PRO ASYL ist besorgt ange­sichts der sich ver­dich­ten­den Hin­wei­se zu mut­maß­lich rechts­wid­ri­gen Zurück­wei­sun­gen und Zurück­schie­bun­gen an den deut­schen Grenzen.

Die dar­ge­stell­ten Sta­tis­ti­ken und Berich­te bestä­tig­ten, dass es Schutz­su­chen­de an den deut­schen Gren­zen häu­fig nicht gelingt, ihr Schutz­ge­such effek­tiv zu äußern und Zugang zum Asyl­ver­fah­ren zu erlan­gen. Die Beob­ach­tung steht in unmit­tel­ba­ren Zusam­men­hang zu den aus­ge­wei­te­ten Grenz­kon­trol­len und dem poli­ti­schen Ziel, »unrecht­mä­ßi­ge Ein­rei­sen« zu redu­zie­ren. Sie zeigt, dass die erhöh­te Poli­zei­prä­senz nicht zu mehr Rechts­si­cher­heit führt. Im Gegen­teil stellt sich die Fra­ge, ob rechts­staat­li­che Kri­te­ri­en an den deut­schen Gren­zen noch gewahrt werden.

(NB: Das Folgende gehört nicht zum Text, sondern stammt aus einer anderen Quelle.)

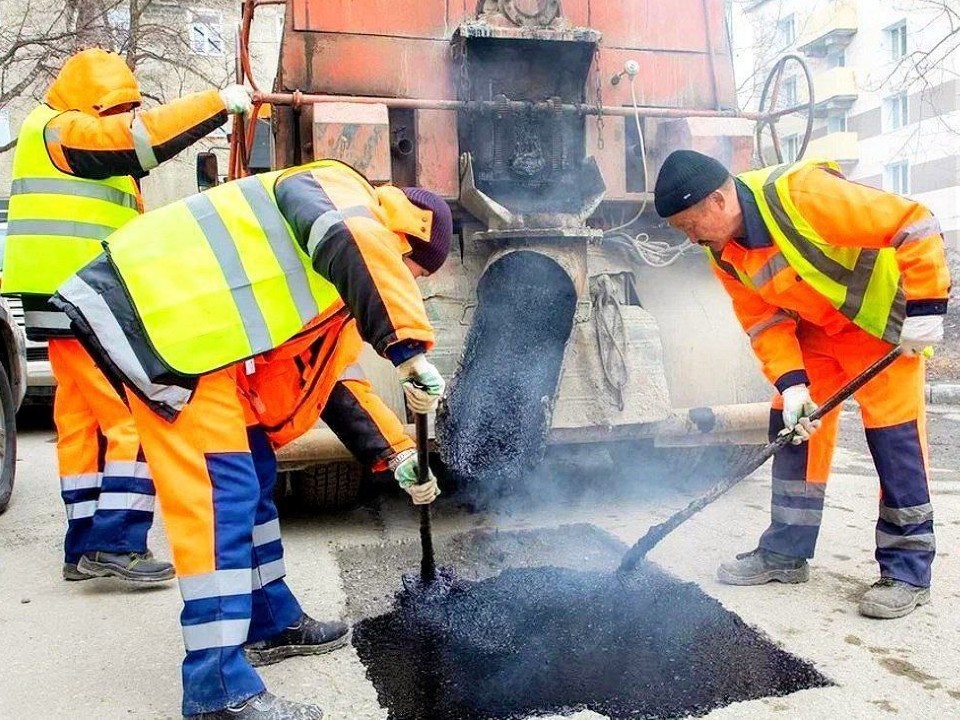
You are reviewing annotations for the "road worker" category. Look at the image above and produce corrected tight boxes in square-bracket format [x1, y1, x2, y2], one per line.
[55, 160, 452, 720]
[655, 150, 950, 618]
[3, 49, 250, 582]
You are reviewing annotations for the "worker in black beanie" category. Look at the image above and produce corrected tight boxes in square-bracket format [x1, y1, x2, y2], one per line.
[654, 150, 950, 618]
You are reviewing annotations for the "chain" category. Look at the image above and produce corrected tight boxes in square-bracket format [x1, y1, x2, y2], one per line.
[593, 43, 603, 150]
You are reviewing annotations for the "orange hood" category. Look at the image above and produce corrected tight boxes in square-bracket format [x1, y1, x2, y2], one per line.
[47, 48, 143, 115]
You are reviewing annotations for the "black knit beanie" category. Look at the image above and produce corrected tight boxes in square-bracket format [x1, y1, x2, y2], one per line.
[653, 150, 730, 218]
[403, 188, 453, 273]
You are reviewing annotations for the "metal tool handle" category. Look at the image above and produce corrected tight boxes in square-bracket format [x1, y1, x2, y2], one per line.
[414, 413, 437, 583]
[619, 346, 901, 572]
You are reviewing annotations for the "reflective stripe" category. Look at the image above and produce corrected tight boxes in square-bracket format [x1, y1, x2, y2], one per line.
[747, 310, 793, 340]
[182, 618, 250, 652]
[253, 519, 280, 547]
[891, 215, 943, 248]
[338, 363, 367, 381]
[770, 503, 823, 527]
[750, 252, 790, 287]
[238, 181, 320, 325]
[66, 500, 97, 520]
[99, 492, 157, 512]
[183, 195, 274, 355]
[307, 205, 375, 259]
[23, 310, 70, 330]
[880, 503, 933, 527]
[60, 275, 192, 410]
[877, 530, 937, 552]
[179, 568, 251, 602]
[252, 558, 287, 590]
[773, 478, 827, 499]
[10, 178, 139, 210]
[103, 460, 153, 480]
[60, 473, 103, 492]
[130, 115, 160, 170]
[7, 220, 114, 240]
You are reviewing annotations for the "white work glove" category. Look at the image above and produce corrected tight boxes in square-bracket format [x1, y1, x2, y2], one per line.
[780, 385, 820, 445]
[391, 450, 440, 505]
[397, 353, 447, 415]
[220, 85, 253, 115]
[900, 315, 943, 355]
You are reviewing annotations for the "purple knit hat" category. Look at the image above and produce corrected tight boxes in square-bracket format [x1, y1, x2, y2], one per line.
[402, 188, 453, 273]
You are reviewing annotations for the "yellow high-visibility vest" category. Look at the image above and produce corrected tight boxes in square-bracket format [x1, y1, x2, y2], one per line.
[2, 105, 140, 295]
[737, 160, 906, 343]
[107, 160, 344, 375]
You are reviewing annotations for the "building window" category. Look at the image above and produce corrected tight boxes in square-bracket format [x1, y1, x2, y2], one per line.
[782, 135, 800, 162]
[827, 113, 847, 133]
[883, 160, 910, 195]
[189, 10, 223, 55]
[783, 78, 799, 107]
[887, 20, 907, 60]
[883, 93, 909, 132]
[777, 15, 797, 48]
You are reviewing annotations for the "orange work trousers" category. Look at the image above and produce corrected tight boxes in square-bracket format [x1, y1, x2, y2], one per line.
[49, 339, 154, 564]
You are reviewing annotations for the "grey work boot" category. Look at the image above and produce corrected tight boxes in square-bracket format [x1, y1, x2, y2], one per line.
[860, 578, 930, 620]
[717, 548, 810, 585]
[184, 691, 323, 720]
[77, 550, 175, 583]
[243, 613, 350, 667]
[63, 563, 93, 582]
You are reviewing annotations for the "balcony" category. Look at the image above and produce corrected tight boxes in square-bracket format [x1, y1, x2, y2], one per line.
[806, 132, 860, 165]
[797, 2, 859, 57]
[813, 67, 860, 115]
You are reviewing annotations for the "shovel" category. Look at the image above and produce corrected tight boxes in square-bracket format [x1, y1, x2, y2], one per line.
[618, 346, 900, 572]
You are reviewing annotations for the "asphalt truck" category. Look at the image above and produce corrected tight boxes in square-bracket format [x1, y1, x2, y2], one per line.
[218, 0, 813, 507]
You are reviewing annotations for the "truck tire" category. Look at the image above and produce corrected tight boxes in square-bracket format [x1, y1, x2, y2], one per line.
[288, 462, 363, 512]
[0, 366, 17, 513]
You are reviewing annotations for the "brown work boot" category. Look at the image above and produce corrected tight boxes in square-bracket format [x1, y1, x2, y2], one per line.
[77, 550, 176, 583]
[717, 548, 810, 585]
[860, 578, 930, 620]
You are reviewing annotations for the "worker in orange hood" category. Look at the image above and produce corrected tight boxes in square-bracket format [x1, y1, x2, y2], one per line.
[3, 49, 250, 583]
[655, 150, 950, 618]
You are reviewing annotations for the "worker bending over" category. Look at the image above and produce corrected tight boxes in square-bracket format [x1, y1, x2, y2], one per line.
[55, 160, 452, 720]
[655, 150, 950, 618]
[3, 49, 250, 582]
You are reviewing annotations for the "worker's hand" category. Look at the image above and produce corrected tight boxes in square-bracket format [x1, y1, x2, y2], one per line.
[900, 315, 943, 355]
[393, 450, 440, 505]
[220, 85, 253, 115]
[781, 385, 820, 445]
[397, 353, 447, 415]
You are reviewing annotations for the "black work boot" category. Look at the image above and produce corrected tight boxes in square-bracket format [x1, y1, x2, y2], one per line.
[717, 548, 810, 585]
[63, 563, 93, 582]
[77, 550, 175, 583]
[184, 691, 323, 720]
[243, 613, 350, 667]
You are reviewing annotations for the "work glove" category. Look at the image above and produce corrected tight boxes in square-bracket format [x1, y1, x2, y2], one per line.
[391, 450, 440, 505]
[900, 315, 943, 355]
[220, 85, 253, 115]
[780, 385, 820, 445]
[397, 353, 447, 415]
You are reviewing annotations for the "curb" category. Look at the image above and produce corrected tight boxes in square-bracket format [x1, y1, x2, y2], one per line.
[925, 383, 960, 405]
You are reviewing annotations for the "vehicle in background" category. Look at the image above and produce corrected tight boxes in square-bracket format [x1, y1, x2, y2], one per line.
[0, 198, 27, 513]
[0, 199, 57, 405]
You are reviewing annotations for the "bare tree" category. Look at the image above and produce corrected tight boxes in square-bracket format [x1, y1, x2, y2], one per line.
[0, 0, 230, 153]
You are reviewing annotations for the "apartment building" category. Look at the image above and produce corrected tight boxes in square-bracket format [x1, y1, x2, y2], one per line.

Das Ver­spre­chen aus dem Koali­ti­ons­ver­trag, ille­ga­le Zurück­wei­sun­gen an den Außen­gren­zen zu been­den, muss auch an den eige­nen Gren­zen umge­setzt wer­den. Die Pra­xis rechts­wid­ri­ger Push­backs ist trau­ri­ger All­tag an euro­päi­schen Außen­gren­zen. Es ist erschre­ckend und zutiefst besorg­nis­er­re­gend, dass sich Hin­wei­se auf eine deut­sche Spiel­art die­ser Push­backs verdichten.